Forty years ago this year, actor Mike Lucas decided that his mission was to take professional theatre to unusual venues outside London. And what better way to do that than by travelling by narrowboat on the canals? So he founded the water-borne Mikron Theatre Company.

“If you had said to me back in 1972 that we would still be going 40 years later, I would never have believed it,” Mike says. “It’s very rare for a small theatre company to survive for ten years let alone 40.”

Since 1975, Mikron’s floating home has been the Tyseley, originally built for carrying freight on the Grand Union Canal.

Oxfordshire has been included on Mikron tours since the earliest days. “When we first travelled down the Oxford Canal steering a full-length narrowboat, The Flower of Gloster, we thought that some of the bends, particularly on the summit, were ‘undoable’,” Mike remembers. “We ended up aground on the banks many times. We gradually learnt how to boat properly.”

“But in 1982 I stupidly tried to stop Tyseley hitting a lock wall at Shipton-on-Cherwell, and broke my shoulder. We boated on to Thrupp where Gill, the wonderful landlady of the Boat Inn, whisked me away to hospital. I got back many hours later having missed the performance.

“The next day I was determined to go back ‘on stage’, but I couldn’t get my shirt on. I needed an oversize union shirt. Radio Oxford kindly put out an appeal, and within an hour two shirts ideal for the job arrived and I was able to perform. It wasn’t until I’d finished that I realised how much pain I was in! I shall also never forget performing on the American airbase at Upper Heyford. “Tied up on the canal there, the noise of jets taking off was frightening.

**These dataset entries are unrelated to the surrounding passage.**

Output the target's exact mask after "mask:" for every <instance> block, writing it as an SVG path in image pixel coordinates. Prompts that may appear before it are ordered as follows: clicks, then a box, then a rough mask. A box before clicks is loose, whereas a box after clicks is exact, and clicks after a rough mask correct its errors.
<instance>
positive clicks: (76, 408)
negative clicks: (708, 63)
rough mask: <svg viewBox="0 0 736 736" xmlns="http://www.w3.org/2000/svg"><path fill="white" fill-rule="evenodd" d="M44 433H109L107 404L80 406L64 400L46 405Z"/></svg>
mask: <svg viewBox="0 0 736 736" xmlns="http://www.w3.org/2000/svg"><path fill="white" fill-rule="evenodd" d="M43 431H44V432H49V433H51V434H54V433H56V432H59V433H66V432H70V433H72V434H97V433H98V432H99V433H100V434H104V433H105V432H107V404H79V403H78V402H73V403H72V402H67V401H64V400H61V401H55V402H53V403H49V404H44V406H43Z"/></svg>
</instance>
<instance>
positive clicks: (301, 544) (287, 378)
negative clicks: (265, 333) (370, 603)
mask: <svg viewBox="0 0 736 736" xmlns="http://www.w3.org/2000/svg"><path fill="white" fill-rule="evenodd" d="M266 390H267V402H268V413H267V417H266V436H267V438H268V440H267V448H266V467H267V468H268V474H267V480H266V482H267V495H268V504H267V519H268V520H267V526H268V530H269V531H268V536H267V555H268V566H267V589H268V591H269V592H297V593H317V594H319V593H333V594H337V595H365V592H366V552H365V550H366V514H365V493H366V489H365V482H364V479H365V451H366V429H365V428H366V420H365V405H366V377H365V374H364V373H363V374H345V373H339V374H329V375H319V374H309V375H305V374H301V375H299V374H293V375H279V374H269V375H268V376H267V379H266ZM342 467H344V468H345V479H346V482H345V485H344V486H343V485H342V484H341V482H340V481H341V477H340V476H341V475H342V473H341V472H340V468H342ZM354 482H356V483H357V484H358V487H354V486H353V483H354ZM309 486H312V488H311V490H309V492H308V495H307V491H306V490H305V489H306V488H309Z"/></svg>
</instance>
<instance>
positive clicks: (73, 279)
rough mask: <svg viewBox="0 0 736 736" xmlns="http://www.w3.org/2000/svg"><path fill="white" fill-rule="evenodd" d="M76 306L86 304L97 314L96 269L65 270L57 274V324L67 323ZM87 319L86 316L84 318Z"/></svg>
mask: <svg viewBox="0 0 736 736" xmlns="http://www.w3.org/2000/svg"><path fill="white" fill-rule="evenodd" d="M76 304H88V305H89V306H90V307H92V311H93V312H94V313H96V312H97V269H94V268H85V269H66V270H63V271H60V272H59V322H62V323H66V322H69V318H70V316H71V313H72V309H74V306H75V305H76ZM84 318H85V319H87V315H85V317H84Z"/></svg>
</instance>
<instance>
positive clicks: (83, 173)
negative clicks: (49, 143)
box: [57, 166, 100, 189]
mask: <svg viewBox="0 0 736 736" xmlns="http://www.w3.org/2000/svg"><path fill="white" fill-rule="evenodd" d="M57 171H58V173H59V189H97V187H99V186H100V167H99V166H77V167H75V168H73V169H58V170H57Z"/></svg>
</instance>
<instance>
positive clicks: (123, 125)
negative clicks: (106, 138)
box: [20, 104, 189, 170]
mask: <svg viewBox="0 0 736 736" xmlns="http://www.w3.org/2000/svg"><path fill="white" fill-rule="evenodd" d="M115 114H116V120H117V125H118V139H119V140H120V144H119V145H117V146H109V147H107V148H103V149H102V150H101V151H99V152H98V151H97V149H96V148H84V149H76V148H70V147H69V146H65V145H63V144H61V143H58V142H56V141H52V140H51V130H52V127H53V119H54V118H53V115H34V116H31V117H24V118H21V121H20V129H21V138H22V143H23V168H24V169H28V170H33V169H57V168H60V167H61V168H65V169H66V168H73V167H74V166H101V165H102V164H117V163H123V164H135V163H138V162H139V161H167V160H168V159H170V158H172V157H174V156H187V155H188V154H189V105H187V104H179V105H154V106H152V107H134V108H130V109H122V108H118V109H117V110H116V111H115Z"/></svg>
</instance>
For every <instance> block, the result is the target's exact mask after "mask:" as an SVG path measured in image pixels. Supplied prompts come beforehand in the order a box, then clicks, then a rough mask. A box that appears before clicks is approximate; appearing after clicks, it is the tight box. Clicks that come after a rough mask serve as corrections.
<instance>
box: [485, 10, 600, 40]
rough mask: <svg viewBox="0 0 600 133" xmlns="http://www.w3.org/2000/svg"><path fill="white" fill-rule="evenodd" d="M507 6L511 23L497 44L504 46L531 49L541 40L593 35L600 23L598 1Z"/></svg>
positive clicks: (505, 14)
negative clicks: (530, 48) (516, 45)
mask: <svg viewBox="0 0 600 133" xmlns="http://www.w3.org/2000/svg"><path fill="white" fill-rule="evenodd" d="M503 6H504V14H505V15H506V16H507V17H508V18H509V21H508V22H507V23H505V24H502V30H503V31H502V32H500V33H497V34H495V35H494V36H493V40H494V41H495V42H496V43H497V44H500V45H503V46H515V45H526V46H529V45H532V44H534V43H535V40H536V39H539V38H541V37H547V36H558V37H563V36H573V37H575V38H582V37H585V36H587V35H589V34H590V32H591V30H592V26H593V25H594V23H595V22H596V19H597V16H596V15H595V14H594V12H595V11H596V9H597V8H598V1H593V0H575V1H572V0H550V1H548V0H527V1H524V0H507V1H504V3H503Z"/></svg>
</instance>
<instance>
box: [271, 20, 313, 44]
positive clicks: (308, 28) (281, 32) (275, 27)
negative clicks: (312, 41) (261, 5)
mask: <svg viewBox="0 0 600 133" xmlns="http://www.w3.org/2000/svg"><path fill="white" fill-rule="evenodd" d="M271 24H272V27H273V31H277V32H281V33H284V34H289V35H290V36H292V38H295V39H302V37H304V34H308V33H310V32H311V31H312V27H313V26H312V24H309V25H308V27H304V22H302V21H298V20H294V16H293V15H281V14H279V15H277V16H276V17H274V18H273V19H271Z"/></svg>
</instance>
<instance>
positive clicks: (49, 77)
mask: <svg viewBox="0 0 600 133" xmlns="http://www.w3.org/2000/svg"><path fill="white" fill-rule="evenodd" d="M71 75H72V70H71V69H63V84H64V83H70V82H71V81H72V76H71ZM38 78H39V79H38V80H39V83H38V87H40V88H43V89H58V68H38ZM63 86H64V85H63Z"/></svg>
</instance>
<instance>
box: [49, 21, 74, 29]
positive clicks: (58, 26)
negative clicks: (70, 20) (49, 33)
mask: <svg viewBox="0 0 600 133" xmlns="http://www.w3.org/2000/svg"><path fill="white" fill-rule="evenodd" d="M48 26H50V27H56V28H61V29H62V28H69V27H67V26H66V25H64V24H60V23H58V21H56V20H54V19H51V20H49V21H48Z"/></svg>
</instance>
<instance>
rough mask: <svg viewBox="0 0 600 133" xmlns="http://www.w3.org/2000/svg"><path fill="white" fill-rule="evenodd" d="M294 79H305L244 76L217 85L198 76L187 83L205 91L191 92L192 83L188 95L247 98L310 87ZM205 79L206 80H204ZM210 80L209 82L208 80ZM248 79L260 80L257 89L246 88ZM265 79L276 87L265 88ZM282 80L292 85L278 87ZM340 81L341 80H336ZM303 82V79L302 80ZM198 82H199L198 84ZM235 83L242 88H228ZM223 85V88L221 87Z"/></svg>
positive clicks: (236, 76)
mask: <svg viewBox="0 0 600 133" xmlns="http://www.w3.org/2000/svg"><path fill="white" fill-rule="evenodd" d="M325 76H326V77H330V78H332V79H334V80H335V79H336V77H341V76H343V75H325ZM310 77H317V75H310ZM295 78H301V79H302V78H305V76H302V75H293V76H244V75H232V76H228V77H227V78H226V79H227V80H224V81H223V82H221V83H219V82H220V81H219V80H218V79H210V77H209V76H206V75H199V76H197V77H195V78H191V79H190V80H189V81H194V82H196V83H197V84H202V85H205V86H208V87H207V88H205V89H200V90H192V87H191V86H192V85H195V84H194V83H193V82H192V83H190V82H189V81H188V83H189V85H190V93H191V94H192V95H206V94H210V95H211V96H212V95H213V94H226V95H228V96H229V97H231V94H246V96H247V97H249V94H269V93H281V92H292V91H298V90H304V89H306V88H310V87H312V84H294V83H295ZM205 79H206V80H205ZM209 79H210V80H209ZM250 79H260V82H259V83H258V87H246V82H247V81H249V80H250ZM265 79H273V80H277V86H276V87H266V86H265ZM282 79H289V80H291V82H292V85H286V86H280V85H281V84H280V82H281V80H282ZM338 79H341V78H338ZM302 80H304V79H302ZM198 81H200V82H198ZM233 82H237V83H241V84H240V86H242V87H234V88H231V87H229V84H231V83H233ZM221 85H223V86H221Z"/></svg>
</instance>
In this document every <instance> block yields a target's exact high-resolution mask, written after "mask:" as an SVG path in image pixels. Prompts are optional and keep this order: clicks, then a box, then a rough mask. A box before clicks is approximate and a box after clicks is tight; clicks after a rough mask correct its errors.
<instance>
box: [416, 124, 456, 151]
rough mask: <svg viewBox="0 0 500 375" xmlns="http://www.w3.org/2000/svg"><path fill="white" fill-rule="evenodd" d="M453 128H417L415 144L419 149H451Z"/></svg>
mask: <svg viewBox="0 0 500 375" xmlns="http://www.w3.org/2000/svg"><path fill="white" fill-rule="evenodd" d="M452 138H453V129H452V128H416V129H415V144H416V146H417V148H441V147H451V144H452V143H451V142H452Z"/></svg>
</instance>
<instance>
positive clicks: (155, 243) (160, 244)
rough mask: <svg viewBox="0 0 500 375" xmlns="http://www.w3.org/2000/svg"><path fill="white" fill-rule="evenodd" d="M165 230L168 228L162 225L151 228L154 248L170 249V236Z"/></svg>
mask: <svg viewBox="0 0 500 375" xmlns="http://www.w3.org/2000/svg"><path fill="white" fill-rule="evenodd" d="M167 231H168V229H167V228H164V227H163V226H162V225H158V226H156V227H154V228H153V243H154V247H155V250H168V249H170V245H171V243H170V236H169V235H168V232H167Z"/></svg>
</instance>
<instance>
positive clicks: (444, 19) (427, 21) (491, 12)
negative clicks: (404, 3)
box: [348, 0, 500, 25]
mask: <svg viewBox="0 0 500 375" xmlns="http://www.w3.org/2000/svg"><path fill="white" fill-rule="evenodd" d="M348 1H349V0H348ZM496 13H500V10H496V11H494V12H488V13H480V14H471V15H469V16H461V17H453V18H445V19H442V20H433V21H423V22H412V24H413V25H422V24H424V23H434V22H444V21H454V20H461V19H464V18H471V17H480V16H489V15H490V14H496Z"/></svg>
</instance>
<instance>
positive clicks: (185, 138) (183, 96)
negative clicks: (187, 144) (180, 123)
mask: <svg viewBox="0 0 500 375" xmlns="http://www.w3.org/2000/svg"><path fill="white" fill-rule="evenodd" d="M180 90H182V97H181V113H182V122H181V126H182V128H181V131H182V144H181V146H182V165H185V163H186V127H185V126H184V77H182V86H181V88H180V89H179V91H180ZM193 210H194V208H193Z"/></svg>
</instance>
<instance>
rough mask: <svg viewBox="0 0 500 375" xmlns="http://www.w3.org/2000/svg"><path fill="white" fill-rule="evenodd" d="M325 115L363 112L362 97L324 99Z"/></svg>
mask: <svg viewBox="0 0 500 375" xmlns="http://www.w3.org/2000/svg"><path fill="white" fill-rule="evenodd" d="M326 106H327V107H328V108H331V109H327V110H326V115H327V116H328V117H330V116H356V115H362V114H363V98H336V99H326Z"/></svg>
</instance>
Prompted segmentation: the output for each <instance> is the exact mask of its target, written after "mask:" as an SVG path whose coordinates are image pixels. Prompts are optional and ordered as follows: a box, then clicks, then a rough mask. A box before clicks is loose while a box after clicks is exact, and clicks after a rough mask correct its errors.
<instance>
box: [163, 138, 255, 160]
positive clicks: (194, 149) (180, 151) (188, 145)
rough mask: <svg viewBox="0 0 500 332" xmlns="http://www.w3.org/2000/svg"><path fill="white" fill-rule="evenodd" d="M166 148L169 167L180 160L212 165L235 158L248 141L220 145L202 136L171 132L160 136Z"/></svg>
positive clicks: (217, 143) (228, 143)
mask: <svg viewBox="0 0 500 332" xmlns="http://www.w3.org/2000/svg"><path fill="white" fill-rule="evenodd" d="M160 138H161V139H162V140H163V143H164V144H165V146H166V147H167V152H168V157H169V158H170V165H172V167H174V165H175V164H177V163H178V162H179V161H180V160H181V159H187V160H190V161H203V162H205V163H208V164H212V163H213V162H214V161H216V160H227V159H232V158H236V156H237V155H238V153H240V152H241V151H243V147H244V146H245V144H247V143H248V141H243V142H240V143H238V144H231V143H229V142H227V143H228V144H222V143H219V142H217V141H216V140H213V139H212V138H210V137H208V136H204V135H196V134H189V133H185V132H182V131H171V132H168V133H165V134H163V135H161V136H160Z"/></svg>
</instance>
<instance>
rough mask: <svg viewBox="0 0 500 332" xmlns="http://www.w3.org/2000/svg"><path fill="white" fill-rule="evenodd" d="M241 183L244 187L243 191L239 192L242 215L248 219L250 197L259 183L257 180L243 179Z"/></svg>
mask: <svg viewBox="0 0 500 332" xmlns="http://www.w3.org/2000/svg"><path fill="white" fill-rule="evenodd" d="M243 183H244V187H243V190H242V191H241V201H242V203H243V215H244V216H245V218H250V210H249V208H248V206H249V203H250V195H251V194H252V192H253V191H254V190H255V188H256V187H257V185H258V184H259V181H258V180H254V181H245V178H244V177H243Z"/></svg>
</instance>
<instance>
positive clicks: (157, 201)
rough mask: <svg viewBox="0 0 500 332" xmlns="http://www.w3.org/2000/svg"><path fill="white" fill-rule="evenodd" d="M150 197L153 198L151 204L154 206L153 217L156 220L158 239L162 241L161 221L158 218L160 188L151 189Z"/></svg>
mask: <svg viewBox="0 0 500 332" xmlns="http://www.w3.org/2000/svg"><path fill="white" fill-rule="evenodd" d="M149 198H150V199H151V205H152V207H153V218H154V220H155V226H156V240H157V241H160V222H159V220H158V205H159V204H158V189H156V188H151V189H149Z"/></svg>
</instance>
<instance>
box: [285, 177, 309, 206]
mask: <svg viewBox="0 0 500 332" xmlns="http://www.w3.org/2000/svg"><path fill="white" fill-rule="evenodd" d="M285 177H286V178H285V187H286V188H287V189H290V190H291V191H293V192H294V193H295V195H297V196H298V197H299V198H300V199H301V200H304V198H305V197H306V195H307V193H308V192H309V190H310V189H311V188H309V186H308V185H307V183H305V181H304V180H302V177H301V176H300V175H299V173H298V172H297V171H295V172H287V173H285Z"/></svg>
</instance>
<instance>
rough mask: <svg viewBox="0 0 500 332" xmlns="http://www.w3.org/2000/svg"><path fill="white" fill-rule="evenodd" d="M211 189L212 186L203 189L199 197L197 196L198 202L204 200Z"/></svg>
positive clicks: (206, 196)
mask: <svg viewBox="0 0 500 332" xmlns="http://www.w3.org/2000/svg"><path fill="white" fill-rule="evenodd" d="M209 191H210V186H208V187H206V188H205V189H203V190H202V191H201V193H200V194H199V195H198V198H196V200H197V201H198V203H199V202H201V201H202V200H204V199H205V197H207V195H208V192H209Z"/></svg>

“Our performances at Heyford were interesting too. We were treated like the old-time travelling players, and were made to wait while the officers and wives ate. Then we were called on to do our stuff. All the time there were airmen waiting ‘on alert’ ready to take off and drop H-bombs. After a couple of years, we turned the invite down.”

Mike Lucas ran Mikron until 2005, when his role was split between Richard Povall (artistic director) and Pete Toon (producer): “I took on the unsexy stuff that Richard felt he wasn’t good at,” laughs Pete, “like booking the venues — we are visiting 140 different places this year. But it wasn’t until a couple of years ago that I felt able to stop phoning Mike for advice.”

Without any form of public subsidy, Mikron triumphantly carries on, “finding new ways to do what we set out to do 40 years ago,” as Pete puts it.

With an eye on the sky overhead, he adds: “In my time we’ve never had to completely cancel a performance because of the weather. If worse comes to the worst, we have special indoor versions of our shows. We just omit the movements, and let the audiences’ imaginations do the rest.”